Fanch …• François en gallo …• reproduit cette fois en couleurs véritables les chalutiers à perche qui attrapent les poissons plats des cartes postales de ces années 50 là : « [...] des arabesques de longue focale plus bleues à mesure, puis pâlichonées jusqu’à beige puis blanc, c’est déjà perdu dans l’effacement dénommé avant. » [30] Les peintres qui intéressent le Chino ne peignent que des couleurs brossées en tonalité mélangée, neuves et imprévisibles à la manière de l’événement produit par les conditions de production. Voici la réinvention d’un corps d’écriture qui besogne la surface pigmentaire des lavandières technicolorées en agglomérats d’effets carmins et de gestuels séraphins.
« Chino, tu habites ici. Ici c’est un bout de toi-même en vrai mais (…) » [31]
Chino construit parce qu’il habite
Ça parle là où advient Chino
Chino construit là où ça parle
« L’objectif, peut-être, est de montrer l’autre langue dans la langue, la langue monstre qui nous habite, et qui, à chaque fois, frappe de stupeur (fait jouer, déjoue et refait—comme on dit en argot) la langue dans laquelle tant bien que mal nous communiquons et où le réel s’évanouit parce qu’elle fixe en formes stabilisées et anonymes le chaos de l’expérience que nous faisons du monde. » [32]
« Il est d’usage d’appeler monstre l’accord inaccoutumé d’éléments dissonants, écrivait Jarry… j’appelle monstre toute originale inépuisable beauté. » Cette monstruosité est une figure de l’Impossible, rajoute Christian Prigent [33].
Je déplace sur Les Enfances Chino un texte de Jean-Pierre Moussaron qui terminait provisoirement sa réflexion à propos du monstre King Kong (1933) ainsi : « cette œuvre repose la question de la beauté, tout en accomplissant deux définitions toujours neuves du beau qu’elle conjugue : celle de Baudelaire : « Le beau est toujours bizarre », celle de Barthes : « Est beau, tout ce qui est érotiquement surdéterminé » [34]
(3) Le mot écran
[35]
« Le tableau est une table sans pieds qu’on suspend au mur » dit le peintre [36]
Qu’est-ce que c’est l’écran ? (Je pose la question à mon ordinateur qui me répond avec un calibrage en couleurs new-age et m’incite à la calibration.)
Au moment de calibrer mon écran à l’aide d’un outil de vision administrant « la gestion des couleurs » (cet oxymore en dit long sur les phénomènes de castration visuelle engendrés par la perception numérique) des « visions de glossolalie » se glissent dans mon lit NE VOIS PLUS RIEN DU TOUT FAIS CORPS DEVENONS PRÈS PRÊTS SE SERRER
Pas de colorimètre.
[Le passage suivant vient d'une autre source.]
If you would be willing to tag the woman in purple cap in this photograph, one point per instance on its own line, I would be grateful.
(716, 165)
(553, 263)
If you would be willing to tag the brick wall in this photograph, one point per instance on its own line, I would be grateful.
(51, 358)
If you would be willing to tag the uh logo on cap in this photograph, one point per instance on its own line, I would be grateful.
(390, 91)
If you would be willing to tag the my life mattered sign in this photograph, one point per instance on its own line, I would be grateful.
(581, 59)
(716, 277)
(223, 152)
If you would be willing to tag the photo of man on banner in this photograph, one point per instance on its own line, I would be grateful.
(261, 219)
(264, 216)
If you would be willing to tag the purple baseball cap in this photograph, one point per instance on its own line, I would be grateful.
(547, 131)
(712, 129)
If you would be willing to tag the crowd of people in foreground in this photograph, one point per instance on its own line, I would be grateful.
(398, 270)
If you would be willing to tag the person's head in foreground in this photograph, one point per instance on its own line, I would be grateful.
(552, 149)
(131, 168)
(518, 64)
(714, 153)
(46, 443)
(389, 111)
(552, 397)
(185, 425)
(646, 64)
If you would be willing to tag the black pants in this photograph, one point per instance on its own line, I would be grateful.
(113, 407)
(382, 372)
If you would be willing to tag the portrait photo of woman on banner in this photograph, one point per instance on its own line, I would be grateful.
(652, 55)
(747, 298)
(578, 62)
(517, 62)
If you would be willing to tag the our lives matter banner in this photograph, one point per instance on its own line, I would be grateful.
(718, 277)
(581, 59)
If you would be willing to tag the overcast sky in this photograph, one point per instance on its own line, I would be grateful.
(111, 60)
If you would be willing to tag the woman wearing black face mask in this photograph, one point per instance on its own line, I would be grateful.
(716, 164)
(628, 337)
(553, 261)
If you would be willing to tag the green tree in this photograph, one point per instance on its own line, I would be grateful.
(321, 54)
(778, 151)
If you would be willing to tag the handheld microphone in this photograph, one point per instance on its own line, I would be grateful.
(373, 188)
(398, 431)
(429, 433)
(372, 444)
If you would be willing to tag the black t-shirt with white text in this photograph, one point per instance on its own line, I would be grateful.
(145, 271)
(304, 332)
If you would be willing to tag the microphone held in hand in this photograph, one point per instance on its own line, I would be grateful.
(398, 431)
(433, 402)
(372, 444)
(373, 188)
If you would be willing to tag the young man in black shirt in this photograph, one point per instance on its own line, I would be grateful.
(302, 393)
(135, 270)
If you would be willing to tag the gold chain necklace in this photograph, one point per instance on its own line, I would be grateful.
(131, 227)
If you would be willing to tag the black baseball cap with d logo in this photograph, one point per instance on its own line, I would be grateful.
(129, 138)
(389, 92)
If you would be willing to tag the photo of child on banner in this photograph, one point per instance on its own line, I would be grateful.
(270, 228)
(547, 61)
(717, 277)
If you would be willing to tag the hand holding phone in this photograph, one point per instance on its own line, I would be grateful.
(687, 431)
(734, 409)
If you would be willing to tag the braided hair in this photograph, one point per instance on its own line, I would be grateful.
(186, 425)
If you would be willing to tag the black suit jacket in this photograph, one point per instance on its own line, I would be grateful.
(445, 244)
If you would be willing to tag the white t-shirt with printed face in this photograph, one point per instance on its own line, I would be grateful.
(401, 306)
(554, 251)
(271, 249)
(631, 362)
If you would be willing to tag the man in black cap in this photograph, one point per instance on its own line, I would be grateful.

Pas de sonde de calibrage à ton âge ! Crois-tu à l’œil absolu ? Fais comme Barthes qui achète des flacons d’encre colorée « au seul vu de leur nom" [37] ; recouvre ta palette d’un souvenir-écran « lisse, quelle que soit la rhétorique des plans » [38], entre dans le trou Prigent plus attentivement : « par ce trou la peinture rouvre l’écran qu’elle tisse... » [39].
La Cinématière [40] travaillée récemment par Sébastien Rongier est un matériau dont les qualités à la fois de densité, de plasticité et de motilité siéent singulièrement à cette ouverture de nos espaces de vision et de désir esthétique.
« C’est ça ! » : Jean-Pierre Moussaron (1988) [41]
À quoi sert l’écran ? Poser une question aussi directement pragmatique c’est vitupérer autrement et crier avec Bernard Noël « À bas l’utile ! » [42]. L’interrogation porte sur la fonction hors « délit d’opinion ».
En première évaluation, l’écran sert à faire du sens. Et, le sens « ce n’est pas ce que ça veut dire, ça n’en finit jamais de dire » [43]
Au premier coup d’œil, l’écran apparaît comme un espace sans lieu, littéralement “u-topique”. Au deuxième coup d’œil, il semble un « habitacle en dérive » : un espace "a-topique" [44].
En première instance, l’écran relève d’un espace second, voire d’une quatrième dimension. [45] Je me trouve devant l’écran face à « mon présent ». En dernière instance, il n’y a rien à voir, l’image est toujours avant : séparation, une grande nouvelle [46].
Si je regarde, ici et maintenant, l’écran, au plus-que-présent, les lois de la conjugaison obligent le déclic des signes à l’action. L’écran n’est pas un porte-signification, il sert de support pour faire parler le corps.
Aujourd’hui, on ne devrait plus dire « cet enfant parle comme un livre » mais « il parle comme un écran ». L’entrée de l’article indéfini me permet, c’est un fait, de sortir des généralités.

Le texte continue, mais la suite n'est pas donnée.